Enviada em 07/04/2020

Desde o iluminismo, entende-se que uma sociedade só progride quando um se mobiliza com o problema do outro. Nesse contexto, em situação análoga entendida nesse período, a sociedade se encontra em um estado de individualismo extremo e falta de interação social com a comunidade, devido aos prejulgamentos e tabus estabelecidos por convenções sociais. Logo, esses fatos afetam diretamente o discurso de ódio contra minorias e a intolerância dentro do meio social.

Hodiernamente, define-se como minoria social os grupos que sofrem com comportamentos discriminatórios e preconceituosos por parte dos grupos dominantes. Ainda que existam declarações e leis que visam a instauração da igualdade social, a problemática da desigualdade e do preconceito persiste intrinsecamente ligada à realidade do Brasil. Consoante Aristóteles no livro “Ética a Nicômaco”, a política serve para garantir a felicidade dos cidadãos. Logo, se verifica que esse conceito encontra-se deturpado no Brasil, à medida que a oferta da igualdade e do bem-estar social não está presente em todo o país, fazendo os direitos permanecerem no papel.

Destaca-se a precarização de atributos constitucionais como forte impulsionador da intolerância contra minorias. Segundo a Declaração Universal de Direitos Humanos, o direito de bem-estar social é garantido a todos os indivíduos.

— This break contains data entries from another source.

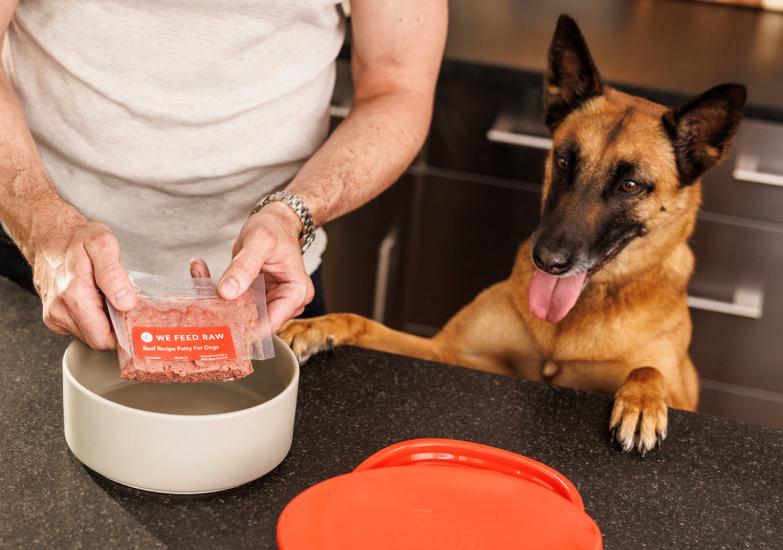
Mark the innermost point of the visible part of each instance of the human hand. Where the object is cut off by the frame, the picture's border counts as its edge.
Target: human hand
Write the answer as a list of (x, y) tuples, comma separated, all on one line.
[(73, 263), (269, 244)]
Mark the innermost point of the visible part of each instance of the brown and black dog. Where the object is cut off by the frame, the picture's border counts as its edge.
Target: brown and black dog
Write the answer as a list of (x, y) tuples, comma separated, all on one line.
[(597, 296)]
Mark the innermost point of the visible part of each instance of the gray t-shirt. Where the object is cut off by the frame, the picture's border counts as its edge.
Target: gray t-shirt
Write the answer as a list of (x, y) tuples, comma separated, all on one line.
[(167, 119)]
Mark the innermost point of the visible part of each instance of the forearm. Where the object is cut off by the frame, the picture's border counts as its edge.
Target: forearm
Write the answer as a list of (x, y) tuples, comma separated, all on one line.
[(30, 207), (365, 154)]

Todavia, quando se observa a realidade enfrentada pelas minorias, constata-se a ineficiência dessa declaração, o que acaba muitas vezes, deixando com que os indivíduos intolerantes e propagadores de ódio fiquem impunes nessas situações. Além disso, é importante evidenciar que o Brasil é o país que mais mata homossexuais no mundo, segundo dados do site El país. Porém, devido à bancada política, religiosa e conservadora, a criminalização da homofobia ainda não é uma realidade no país. Dessa forma, é evidente que a ineficiência constitucional tem grande responsabilidade na perseverança do preconceito com indivíduos minoritários.

Sendo assim, torna-se explícita a necessidade de maior orientação por meio de palestras sobre os grupos minoritários realizadas pela Secretaria de Assistência Social juntamente com o Ministério da Educação, apresentadas em escolas, empresas, “workshops” e outros, para todos os membros da sociedade (tendo enfoque nas crianças), com o intuito de erradicar preconceitos que geram a intolerância e o ódio, além de amplificar a empatia e o respeito por esses grupos. Promovendo a mudança de comportamento e uma geração com um novo pensamento. Quem sabe assim, a igualdade pregada na Constituição Federal deixe de ser uma utopia no Brasil.